Contract Violations and Fault-Tolerant Programming

When contracts go wrong, the system is in trouble. Contracts monitor basic properties that should never go wrong. At the same time, however, the purpose of contracts is to check on the communication between disjoint parts of the system, and in common cases, the various parts of a system are not equals. If a lesser part fails, the overall system might just work at acceptable levels without the failing part.

This reasoning suggests a natural combination of contracts with techniques from fault-tolerant systems. Specifically, imagine that the composition of the system is flexible. While it runs, various components can join or leave the system. Naturally, the system contains essential components for which this is not true, but it might be true for peripheral or for redundant parts. Then, when one of those redundant or peripheral subsystems fails, the kernel of the system can "unplug" the failing part and inform the rest of the components to work without it. Indeed, depending on how the system is configured, the remaining components don't ever need to know.

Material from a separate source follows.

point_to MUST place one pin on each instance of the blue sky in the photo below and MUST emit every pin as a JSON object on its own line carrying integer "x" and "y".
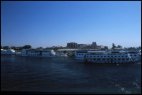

Consider a system that is playing the games. The game administrator is obviously an essential component. If it fails, nothing else can replace it. In contrast, if one of the player fails---perhaps due to a bad connection or perhaps due to cheating---the game system can obviously do without the player.

The internet is another example of a fault-tolerant system. When computers notice that some other computer no longer responds with acknowledgments, they route network traffic around the failing computer. If the failing computer is a mail server, they may hold the mail for several days and attempt to redeliver it on a regular basis.

In general, the use of assertions (invariants) and contracts has led to a number of recent attempts to produce self-healing or self-repairing systems. While some ideas have already appeared in industrial contexts, for many it is too early to tell whether they will make it out of the research lab.

Bibliography

Dijkstra. A Discipline of Programming. Prentice Hall. 1974.
Findler. Behavioral Software Contracts. Dissertation, Rice University, 2001.
Flanagan, Leino, Lillibridge, Nelson, Saxe, and Stata. Extended static checking for Java. PLDI 2002.
Meyer. Applying "Design by Contract". IEEE Computer, Oct 1992.
Barnett, Leino, Schulte. The Spec# programming system: An overview. CASSIS 2004.